Ordination season is almost upon us, and we have good reasons to be cheerful. There is a very healthy crop of Society-related ordinations this year and full details can be found in this edition. Please offer the candidates your prayers, your presence at their ordinations wherever possible, and your support in their ministry.

Thought of ordinations has prompted our editorial team to explore the theme of the Church’s sacraments in this issue with more next month. We know them to be at the core of our faith and so I trust you will find much to enrich your sacramental life in what is written. 

Reflecting on what is the essence of the sacraments has led me to the following three characteristics: firstly, that they are God-given; secondly, that they are lasting; and thirdly, they are sustaining. 

This in turn brings reflection that in a world where we do not know where the next crisis is coming from or how imminent it is – recent history would lead us to fear the worst – sacraments do indeed speak of God and lead us to God with a directness which little else can.

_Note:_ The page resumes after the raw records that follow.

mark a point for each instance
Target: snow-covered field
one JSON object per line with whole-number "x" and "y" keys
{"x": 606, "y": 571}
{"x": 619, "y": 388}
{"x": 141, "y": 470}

The sheer physicality of their application – laying on hands, anointing, immersion in water and so on – is incarnational in ways which can only be life-changing for the recipients. 

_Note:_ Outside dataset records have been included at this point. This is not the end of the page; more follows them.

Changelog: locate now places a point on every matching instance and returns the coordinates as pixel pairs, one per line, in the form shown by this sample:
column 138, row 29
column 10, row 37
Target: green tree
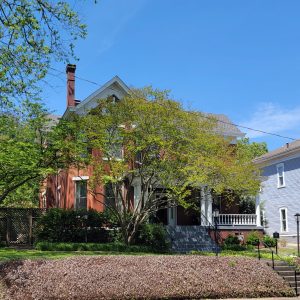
column 32, row 147
column 148, row 139
column 33, row 33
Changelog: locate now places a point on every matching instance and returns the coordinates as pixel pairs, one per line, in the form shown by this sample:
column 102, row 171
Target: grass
column 12, row 254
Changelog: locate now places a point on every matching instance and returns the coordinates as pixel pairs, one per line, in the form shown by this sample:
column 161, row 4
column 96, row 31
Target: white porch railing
column 236, row 219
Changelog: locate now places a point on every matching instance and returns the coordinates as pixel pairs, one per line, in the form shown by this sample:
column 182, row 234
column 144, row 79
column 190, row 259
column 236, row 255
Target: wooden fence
column 18, row 225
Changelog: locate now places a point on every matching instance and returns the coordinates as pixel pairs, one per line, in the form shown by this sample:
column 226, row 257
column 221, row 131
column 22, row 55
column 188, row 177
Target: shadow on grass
column 12, row 254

We are not merely about the preservation of those sacraments as some sort of defensive gesture but their proclamation to a fallen world which desperately needs – and seeks – the healing they contain. In doing so, we are ever mindful that they are not ours as individuals or groups of individuals; they belong to the Church and only the Church as a whole can amend their functioning.

However, that statement of universality in no way seeks to imply that sacraments are purely conceptual or are some sort of theological device removed from the ordinary worshipper. As Professor Alison Milbank highlights so well this month, sacraments are local to people and bring with them a sense of place and belonging, marking life’s ebbs and flows from generation to generation.

We should also be open to the possibility of encountering the sacramental beyond the formal boundaries of the Church’s seven sacraments. In last month’s edition we focused on the 70-year reign of Queen Elizabeth II which undoubtedly possesses sacral and sacramental element, going beyond the symbolism of the Coronation to encapsulate the Christian witness and fidelity which it has embodied.

Recent news stories have understandably picked up on another anniversary, 40 years since the conclusion of the Falklands War. That too highlighted issues around the relationship between Church and State and so, by way of reminder or by way of introduction for younger readers, Bishop Tim Thornton has generously shared some memories for us along with veteran Captain Malcom Farrow.

The juxtaposition of time and sacrament is an interesting one. In our liturgies we often hear of time and eternity and the sacraments are where they, and we, intersect; for here is the Lord coming to his people, meeting with them in profound encounter.

We stand in a Catholic tradition which has always been one of articulating and expressing the sacramental life in its fulness, even to become in Austin Farrer’s words a ‘walking sacrament.’ Further, it is the living out of what Rowan Williams has described as ‘joining in with what God is doing’.

And this is not an unattainable goal; not all of the sacraments are for regular use of course but through the discipline of regular confession and Mass attendance we can rejoice in a Christian witness which is attuned to the witness of the previous two millennia. That is exactly what the apostolic succession means to us in practical terms.

We know there to be a less positive dimension to this issue and that is, sadly, one of decline. As you may note, confirmation numbers have fallen sharply in recent years in the Church of England. There has of course been a pandemic in full swing but for much of the period confirmations were permitted and their decline is a painful reminder of the challenges we face. 

Let us hope in these times of great uncertainty that the Church of England can regain a sense of its calling to evangelise the nation and to do this by offering the sacraments to those who wish to take up the call to be disciples. And may we play our full part with our newly ordained deacons and priests in doing exactly that, now and always.